A Lua começa a aparecer acima dos telhados das casas.

- Bem... - Breig completa – Pelo menos no castelo eles com certeza não estão.

- Será?

- Bom, o Viex...

- Vou te falar uma coisa sobre guerra, meu caro mago: em época de guerra vale tudo. Vocês confiam demais nesse sujeito. Você o conhecia antes? Tem alguma prova de que ele seja mesmo um Woate?

- A flauta...

- Pode ter sido roubada, comprada... Além do mais, mesmo que seja descendente de Woate, isso não prova absolutamente nada.

- Ele lutou ao nosso lado lá no castelo.

- Já ouviu falar de perder para ganhar? Como um capitão que manda soldados irem atacar os inimigos para depois bombardear todos com flechas, seus próprios soldados e os dos outros. Já ouviu falar desse tipo de coisa? Em época de guerra, as pessoas não têm preocupações com caráter.

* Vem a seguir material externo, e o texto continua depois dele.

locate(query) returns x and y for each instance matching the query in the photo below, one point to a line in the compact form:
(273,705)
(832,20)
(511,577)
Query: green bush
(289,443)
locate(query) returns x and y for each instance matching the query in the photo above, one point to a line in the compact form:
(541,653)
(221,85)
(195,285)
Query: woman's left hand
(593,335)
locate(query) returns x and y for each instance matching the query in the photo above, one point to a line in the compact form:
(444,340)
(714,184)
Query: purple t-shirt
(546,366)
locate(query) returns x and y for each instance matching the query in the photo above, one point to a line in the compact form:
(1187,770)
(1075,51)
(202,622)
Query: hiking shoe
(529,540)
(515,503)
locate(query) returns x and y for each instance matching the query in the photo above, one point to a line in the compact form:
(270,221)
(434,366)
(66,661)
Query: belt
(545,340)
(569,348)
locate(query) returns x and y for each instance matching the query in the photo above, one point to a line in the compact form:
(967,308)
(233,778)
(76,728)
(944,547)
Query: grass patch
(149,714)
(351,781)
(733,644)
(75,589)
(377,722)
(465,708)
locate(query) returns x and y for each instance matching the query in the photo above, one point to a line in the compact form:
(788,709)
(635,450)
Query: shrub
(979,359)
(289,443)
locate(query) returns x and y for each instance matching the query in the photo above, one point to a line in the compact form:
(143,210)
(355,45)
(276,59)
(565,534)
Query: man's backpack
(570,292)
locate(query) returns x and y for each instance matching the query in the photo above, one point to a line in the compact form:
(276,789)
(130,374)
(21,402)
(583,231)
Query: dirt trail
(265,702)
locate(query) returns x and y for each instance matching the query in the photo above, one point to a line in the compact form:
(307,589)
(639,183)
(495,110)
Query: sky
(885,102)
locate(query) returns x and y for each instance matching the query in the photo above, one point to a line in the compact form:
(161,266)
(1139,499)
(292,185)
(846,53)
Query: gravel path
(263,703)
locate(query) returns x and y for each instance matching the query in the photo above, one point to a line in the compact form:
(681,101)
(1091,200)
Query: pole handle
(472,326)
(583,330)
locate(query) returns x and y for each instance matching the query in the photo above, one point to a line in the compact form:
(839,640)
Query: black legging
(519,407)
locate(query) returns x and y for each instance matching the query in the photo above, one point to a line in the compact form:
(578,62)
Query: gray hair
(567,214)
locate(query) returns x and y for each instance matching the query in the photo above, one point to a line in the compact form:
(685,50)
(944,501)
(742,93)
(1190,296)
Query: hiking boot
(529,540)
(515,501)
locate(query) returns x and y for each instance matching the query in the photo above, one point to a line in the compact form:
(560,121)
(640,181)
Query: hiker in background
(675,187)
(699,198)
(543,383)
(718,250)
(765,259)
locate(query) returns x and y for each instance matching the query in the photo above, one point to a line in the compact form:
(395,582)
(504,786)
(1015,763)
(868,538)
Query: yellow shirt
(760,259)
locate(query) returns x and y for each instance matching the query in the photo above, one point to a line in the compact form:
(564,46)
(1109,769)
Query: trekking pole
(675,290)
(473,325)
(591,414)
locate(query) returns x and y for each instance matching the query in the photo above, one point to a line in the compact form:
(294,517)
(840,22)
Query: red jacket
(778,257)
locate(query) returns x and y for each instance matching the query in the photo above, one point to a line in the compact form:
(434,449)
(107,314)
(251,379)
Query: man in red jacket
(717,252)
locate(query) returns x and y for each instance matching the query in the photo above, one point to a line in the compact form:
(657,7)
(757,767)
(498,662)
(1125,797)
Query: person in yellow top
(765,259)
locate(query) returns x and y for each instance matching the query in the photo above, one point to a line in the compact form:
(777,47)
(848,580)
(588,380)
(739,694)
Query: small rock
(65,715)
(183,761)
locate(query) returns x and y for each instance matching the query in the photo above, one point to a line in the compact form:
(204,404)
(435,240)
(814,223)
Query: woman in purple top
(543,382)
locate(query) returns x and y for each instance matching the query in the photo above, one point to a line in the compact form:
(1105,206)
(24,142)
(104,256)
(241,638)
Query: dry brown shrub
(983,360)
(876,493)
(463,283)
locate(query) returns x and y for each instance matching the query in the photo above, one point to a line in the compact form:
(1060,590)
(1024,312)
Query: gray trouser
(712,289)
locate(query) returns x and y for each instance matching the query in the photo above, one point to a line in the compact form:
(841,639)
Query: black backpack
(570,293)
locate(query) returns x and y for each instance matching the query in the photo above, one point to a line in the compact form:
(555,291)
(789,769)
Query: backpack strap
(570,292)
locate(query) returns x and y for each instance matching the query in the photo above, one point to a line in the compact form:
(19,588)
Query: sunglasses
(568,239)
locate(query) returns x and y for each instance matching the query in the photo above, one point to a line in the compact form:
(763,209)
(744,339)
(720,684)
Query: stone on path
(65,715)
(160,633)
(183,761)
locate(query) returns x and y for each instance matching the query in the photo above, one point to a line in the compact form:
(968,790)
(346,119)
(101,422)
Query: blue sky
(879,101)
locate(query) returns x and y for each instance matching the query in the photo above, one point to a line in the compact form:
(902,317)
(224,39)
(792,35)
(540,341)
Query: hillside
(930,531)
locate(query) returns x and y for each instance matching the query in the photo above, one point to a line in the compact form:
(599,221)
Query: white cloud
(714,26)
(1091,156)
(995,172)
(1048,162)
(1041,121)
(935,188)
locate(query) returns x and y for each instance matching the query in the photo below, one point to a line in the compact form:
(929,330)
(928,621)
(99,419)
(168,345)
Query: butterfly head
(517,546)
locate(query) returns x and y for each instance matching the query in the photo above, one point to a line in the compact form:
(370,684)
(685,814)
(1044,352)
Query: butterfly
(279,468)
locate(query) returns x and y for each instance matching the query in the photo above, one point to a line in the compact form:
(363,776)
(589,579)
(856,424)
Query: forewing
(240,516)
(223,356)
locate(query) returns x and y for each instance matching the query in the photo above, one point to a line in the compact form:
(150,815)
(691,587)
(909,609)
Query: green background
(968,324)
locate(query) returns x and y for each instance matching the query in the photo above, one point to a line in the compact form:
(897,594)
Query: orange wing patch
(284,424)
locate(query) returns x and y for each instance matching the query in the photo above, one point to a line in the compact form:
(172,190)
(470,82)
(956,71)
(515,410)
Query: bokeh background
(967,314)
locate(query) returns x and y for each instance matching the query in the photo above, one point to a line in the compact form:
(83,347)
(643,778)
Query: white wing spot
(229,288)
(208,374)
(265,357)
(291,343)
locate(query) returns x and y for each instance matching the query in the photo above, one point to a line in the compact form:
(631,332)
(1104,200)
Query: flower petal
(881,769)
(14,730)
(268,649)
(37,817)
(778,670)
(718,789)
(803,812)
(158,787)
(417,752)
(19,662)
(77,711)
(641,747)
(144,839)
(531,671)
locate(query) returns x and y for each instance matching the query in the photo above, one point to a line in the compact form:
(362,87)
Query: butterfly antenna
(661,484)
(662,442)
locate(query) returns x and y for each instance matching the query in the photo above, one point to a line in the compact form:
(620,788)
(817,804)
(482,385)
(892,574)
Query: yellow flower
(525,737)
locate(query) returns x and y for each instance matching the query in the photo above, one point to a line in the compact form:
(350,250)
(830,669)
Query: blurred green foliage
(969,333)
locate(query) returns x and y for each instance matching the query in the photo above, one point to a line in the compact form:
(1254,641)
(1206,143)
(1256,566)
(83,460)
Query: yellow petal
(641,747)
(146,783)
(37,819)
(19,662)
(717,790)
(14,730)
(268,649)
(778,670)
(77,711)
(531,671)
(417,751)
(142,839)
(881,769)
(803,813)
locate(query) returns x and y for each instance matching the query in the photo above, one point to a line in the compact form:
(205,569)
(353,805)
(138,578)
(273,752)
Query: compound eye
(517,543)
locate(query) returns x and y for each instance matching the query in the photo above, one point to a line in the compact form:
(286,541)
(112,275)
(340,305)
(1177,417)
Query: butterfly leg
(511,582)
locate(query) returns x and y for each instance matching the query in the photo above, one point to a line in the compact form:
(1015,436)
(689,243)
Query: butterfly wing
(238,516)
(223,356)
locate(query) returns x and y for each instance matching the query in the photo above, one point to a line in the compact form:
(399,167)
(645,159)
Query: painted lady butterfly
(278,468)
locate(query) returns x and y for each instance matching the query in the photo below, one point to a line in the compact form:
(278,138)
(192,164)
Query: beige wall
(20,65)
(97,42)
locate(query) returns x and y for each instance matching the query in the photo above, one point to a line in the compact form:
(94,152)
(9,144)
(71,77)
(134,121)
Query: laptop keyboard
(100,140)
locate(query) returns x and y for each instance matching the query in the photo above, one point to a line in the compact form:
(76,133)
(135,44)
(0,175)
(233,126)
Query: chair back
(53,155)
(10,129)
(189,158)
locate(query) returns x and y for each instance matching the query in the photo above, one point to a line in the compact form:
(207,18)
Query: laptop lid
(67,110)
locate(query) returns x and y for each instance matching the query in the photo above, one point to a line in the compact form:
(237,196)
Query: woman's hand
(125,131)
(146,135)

- Talvez, mas não acredito que...

- Estamos perdendo tempo aqui. Onde está o Tzarend?

- Agora que falou... Não faço a menor ideia. Ele estava conosco.

- Tanto faz! Deve estar tentando encontrar os Raxx, fazendo sua parte ao invés de simplesmente conversar ou confiar demais nos outros. Nele eu boto fé. De qualquer forma não deve ser difícil encontrar um sujeito com armadura de escamas de dragão andando por aí.

- O Viex também...

- Falando de mim? - Eles se viram e veem Viex se aproximando. - Já sei onde estão. Venham comigo.

Duas esquinas e encontram uma praça bem menor e mal cuidada. Atrás dela, uma mansão protegida por muros altos. Os portões estão abertos e ao se aproximarem, veem Zand saindo sério e se sentando no único banco da praça.

- Que houve?

- Ela fugiu. Fugiu com a mantícora.

- Como é que é?! - Plórius soca uma árvore.

- Fugiu voando, maldição!

- Cansei disso. Não há mais o que fazer aqui.

Plórius se vira e vai embora, seguido por sua tropa.

- Para onde ela foi? - Viex pergunta, sentando-se perto de Zand.

- Isso importa? Eu a conheço. Com certeza não vai para um lugar na direção em que saiu.

- Realmente. Nesse caso...

- Vamos dormir na hospedaria e voltar amanhã para Beniw.

- Vou ficar por aqui.

- Tem certeza, Tzarend?

- Sim.

- Tudo bem. Breig, vai pra hospedaria ou por aqui também?

- Acho que a gente deveria ficar por aqui, os três. Uma pessoa sozinha não deve ser seguro.

- Vamos para a hospedaria, ué! Lá sempre tem quartos livres.

- Podem ir. Vou ficar por aqui.

- Bem, você que sabe.

Os dois vão e deixam Zand ali sentado, repensando tudo, com os olhos perdidos a passear pelos muros da mansão.